The Daily Valdemar No. 52: May 4



Valdemar Andersen, sketch for Mylund Church, 1926.
Shown with permission from The Centre for Maps, Prints and Photographs, The Royal Library.
I apologize for the poor quality of the photo; it was taken by me for study purposes.



Today marks the 75th anniversary of the liberation of Denmark at the end of World War 2. Valdemar Andersen did not live to experience the war, but while we are about to place candles in the windows to mark the return of the light, we may ask how Valdemar would define freedom? 

The window seen from the altar. (Photo: LCL)
In fact we do not even need to pose the question. To Valdemar his family was everything. They were his life and inspiration and the closest he as a non-religious human came to the sacred.

When he was given the opportunity to create symbolic imagery for a new-built church - not one with a history of a 1000 years, but something to make his own within the realm of Christian iconography - and money was lacking so a solution had to be found - he created a rose window of one meter in diameter to be placed behind the altar. This is where the light floods in and the eye is lead up to it from across the cathedral-sized nave.
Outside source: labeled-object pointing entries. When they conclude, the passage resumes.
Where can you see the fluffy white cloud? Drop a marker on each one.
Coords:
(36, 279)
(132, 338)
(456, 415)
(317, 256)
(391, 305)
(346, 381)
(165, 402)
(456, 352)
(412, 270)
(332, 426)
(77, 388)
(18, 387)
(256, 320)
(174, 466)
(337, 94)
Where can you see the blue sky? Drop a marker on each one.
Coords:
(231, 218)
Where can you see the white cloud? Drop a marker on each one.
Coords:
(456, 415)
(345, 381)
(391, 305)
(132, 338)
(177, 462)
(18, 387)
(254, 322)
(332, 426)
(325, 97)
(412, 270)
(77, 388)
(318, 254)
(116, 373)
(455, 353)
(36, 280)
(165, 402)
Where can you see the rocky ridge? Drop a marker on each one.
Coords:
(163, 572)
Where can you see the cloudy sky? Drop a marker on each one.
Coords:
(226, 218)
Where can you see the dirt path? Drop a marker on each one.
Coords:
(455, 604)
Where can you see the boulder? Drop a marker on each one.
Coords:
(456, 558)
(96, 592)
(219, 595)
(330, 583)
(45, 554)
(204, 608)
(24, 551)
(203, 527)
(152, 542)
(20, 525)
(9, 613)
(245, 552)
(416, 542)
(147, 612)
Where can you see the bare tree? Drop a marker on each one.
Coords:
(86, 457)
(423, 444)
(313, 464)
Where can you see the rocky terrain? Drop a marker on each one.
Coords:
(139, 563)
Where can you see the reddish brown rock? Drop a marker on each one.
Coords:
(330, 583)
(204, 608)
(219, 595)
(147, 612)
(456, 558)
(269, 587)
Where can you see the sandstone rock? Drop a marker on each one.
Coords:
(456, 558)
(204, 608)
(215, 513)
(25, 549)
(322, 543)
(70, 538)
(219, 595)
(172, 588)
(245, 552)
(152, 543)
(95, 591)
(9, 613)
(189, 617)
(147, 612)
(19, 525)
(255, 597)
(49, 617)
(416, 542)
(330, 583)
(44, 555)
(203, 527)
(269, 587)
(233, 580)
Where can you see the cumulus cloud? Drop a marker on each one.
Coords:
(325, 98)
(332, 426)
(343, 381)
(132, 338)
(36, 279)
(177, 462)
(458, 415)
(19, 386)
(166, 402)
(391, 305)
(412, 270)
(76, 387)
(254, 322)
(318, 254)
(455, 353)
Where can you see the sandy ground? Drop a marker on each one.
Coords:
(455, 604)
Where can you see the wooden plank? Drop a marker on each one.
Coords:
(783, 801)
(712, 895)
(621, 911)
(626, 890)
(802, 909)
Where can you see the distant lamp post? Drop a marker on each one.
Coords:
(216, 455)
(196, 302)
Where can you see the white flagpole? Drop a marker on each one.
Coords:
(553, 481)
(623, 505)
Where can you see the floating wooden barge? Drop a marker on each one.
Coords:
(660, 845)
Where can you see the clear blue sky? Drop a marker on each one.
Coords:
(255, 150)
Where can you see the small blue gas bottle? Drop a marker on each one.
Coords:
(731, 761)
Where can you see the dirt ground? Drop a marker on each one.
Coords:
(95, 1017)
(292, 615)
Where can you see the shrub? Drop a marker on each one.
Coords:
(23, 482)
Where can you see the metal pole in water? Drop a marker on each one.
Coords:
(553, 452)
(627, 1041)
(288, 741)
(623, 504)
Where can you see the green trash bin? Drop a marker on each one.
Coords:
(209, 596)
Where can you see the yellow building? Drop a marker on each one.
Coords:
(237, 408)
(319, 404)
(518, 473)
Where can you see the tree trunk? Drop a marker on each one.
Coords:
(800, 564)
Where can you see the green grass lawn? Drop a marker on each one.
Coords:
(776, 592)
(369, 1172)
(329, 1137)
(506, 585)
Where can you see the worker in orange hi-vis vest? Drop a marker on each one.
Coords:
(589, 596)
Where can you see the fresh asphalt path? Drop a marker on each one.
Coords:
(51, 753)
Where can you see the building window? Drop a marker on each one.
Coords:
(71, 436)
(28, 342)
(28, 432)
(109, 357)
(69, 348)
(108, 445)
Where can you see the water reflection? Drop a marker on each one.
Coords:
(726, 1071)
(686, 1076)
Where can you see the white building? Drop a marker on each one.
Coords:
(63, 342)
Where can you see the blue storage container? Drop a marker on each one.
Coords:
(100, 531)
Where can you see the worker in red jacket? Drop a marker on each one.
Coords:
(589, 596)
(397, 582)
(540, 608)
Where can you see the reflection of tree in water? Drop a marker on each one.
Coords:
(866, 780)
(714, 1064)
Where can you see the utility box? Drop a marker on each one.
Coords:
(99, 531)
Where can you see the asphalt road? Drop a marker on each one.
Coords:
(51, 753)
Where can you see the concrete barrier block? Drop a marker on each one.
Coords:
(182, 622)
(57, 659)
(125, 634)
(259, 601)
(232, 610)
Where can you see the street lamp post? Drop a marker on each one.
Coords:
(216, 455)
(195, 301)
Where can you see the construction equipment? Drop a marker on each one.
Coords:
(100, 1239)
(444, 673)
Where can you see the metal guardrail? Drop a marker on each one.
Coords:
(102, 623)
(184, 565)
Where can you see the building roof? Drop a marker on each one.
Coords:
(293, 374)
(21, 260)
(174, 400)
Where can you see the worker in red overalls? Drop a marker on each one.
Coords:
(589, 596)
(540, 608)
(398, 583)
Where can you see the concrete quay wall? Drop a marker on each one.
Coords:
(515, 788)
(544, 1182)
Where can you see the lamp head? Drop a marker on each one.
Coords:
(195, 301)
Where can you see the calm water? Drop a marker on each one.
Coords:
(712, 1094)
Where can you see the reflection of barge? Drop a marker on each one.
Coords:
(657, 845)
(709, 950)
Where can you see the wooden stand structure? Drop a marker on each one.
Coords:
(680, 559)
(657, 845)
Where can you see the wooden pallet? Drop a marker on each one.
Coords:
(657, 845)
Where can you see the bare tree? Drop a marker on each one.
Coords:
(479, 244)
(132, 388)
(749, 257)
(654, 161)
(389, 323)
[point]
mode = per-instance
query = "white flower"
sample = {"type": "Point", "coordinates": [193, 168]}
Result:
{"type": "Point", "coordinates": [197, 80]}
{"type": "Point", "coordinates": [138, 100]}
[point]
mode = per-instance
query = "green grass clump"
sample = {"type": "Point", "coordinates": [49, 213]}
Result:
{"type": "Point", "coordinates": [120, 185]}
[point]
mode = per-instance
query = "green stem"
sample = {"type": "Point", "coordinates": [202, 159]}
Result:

The sketch above is one in about four to get the details right, especially the outer red/blue ring. The black wash around it is there to help the architect Ejnar Packness to get a sense of the effect. Colour is solid on paper and hard to decipher, but Valdemar kept assuring Ejnar Packness that he should trust him; the effect would be right once the window was in place.

One aspect did not change through the process of getting every detail in place. The subject was his Juliane and their son Ib, and her features and his rounded back of the head are detectable in the church room. Ib was studying architecture at the Royal Academy by then, but to his father this was his life.